The Supreme Court opted Monday not to take up a challenge against a ban on so-called assault weapons in the state of Maryland.

 

This decision effectively allows the state law to remain in force. Maryland enacted the ban following the Sandy Hook Elementary School massacre in 2012, in which an assailant armed with an AR-15 killed twenty children and six adults.

 

 

Three conservative Justices publicly indicated they would have accepted the case, while a fourth has previously expressed skepticism about the constitutionality of such prohibitions, suggesting the Supreme Court might eventually address the issue.

 

What exactly constitutes an “assault weapon” remains disputed territory.

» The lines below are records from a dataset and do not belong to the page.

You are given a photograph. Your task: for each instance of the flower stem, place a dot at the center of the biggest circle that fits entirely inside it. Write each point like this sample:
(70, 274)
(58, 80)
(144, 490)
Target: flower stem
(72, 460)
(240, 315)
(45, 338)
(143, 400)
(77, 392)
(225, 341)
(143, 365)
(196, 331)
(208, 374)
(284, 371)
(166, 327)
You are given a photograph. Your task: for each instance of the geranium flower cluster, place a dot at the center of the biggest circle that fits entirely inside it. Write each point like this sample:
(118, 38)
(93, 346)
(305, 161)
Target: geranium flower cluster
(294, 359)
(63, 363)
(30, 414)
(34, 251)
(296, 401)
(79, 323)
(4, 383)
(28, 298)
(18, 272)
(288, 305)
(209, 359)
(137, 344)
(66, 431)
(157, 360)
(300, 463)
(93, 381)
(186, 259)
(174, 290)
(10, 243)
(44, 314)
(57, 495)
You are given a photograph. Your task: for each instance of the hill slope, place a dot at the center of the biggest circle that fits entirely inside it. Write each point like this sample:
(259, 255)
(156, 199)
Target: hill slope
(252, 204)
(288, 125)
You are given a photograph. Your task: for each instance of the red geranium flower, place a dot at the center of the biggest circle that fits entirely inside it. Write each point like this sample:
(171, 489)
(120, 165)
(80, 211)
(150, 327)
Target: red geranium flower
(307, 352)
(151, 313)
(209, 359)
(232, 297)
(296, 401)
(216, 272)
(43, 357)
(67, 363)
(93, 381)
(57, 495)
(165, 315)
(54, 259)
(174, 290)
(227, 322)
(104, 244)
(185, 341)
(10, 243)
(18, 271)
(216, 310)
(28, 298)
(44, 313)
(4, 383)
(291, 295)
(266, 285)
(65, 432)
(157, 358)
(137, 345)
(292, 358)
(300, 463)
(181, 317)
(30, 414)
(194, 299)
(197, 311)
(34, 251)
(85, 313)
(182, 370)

Generally speaking, the term is used by progressives in reference to semiautomatic firearms capable of accepting detachable magazines, though this definition varies widely in application.

 

Several states have implemented comparable restrictions in recent years, and Democrats in Congress have consistently backed these measures, but with minimal success.

 

 

Second Amendment advocates meanwhile note that citizens have a constitutional right to possess firearms like the AR-15. The federal ban on so-called assault weapons, which expired back in 2004, primarily targeted certain cosmetic features rather than the underlying weapons themselves.

 

The prohibition in Maryland stands for now, and the legal challenges are likely to continue as the contentious debate over gun control persists.